To resolve these types of issues, a targeted program or project aimed at reclaiming allocated—but lost or poorly used storage—is needed. A project of this magnitude requires a significant time investment and an energetic executive sponsor who is capable of ensuring the proper alignment of goals and initiatives. A storage reclamation project also requires extensive use of a combination of off-the-shelf storage resource management (SRM) software and home-grown scripts dedicated to tracking storage consumption.

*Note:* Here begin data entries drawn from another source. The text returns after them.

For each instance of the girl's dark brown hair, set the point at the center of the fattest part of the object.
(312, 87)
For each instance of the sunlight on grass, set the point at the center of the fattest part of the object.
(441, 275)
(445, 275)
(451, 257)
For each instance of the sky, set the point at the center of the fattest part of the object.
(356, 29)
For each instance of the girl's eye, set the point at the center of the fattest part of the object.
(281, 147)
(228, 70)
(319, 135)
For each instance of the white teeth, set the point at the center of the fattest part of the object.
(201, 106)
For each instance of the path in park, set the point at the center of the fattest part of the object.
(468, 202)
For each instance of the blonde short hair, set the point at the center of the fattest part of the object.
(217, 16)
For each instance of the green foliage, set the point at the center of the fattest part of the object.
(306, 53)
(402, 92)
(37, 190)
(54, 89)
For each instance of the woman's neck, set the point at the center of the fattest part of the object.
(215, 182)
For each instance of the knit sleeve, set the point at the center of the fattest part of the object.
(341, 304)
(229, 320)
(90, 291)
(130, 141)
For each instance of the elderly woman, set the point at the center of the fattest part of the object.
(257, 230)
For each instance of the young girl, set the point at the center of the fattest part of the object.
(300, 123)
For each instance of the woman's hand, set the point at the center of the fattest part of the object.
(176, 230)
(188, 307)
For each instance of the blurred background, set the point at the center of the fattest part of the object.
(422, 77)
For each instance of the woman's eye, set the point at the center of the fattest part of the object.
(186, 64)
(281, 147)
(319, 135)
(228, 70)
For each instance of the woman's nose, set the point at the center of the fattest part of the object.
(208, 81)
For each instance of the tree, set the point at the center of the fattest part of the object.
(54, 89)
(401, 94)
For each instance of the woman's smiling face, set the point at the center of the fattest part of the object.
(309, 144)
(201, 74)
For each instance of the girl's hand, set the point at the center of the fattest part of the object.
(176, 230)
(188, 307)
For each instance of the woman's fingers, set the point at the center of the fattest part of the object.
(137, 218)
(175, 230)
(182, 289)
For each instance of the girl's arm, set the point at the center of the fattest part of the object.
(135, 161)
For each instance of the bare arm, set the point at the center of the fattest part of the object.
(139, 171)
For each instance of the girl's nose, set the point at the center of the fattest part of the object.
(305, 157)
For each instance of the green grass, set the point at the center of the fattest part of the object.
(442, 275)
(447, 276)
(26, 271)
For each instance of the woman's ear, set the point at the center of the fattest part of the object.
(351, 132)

Despite the many obstacles that are known factors in implementing DAS, the majority of disk units sold in the last five years are still connected to hosts in a direct-attached fashion. Most companies—even early adopters of storage networking technologies—are still in the implementation phase of building SANs, and therefore have at least a partial mix of SAN and DAS technologies in the datacenter.

Although it is difficult to determine the exact percentage of DAS and SAN storage currently installed world-wide, estimates based on the sales of disk and Fibre Channel gear indicate that nearly three quarters of all disk storage units installed still utilize the direct-attached architecture. As shown in Table 1-1, DAS storage units made up nearly 70 percent of all storage sales in 2003 (with NAS and SAN storage together comprising approximately 30 percent). As these figures indicate, there is still a long way to go before the majority of storage environments currently deployed are networked storage solutions.

In addition to the recently installed DAS, a mountain of DAS that was purchased during the market upswing and it still carries a sizable net book value. As shown in Table 1-1, nearly one million DAS units were shipped between 2001 and 2003, indicating significant depreciation expense for customers when considering the corresponding low utilization rate (and the high COPQ) for DAS.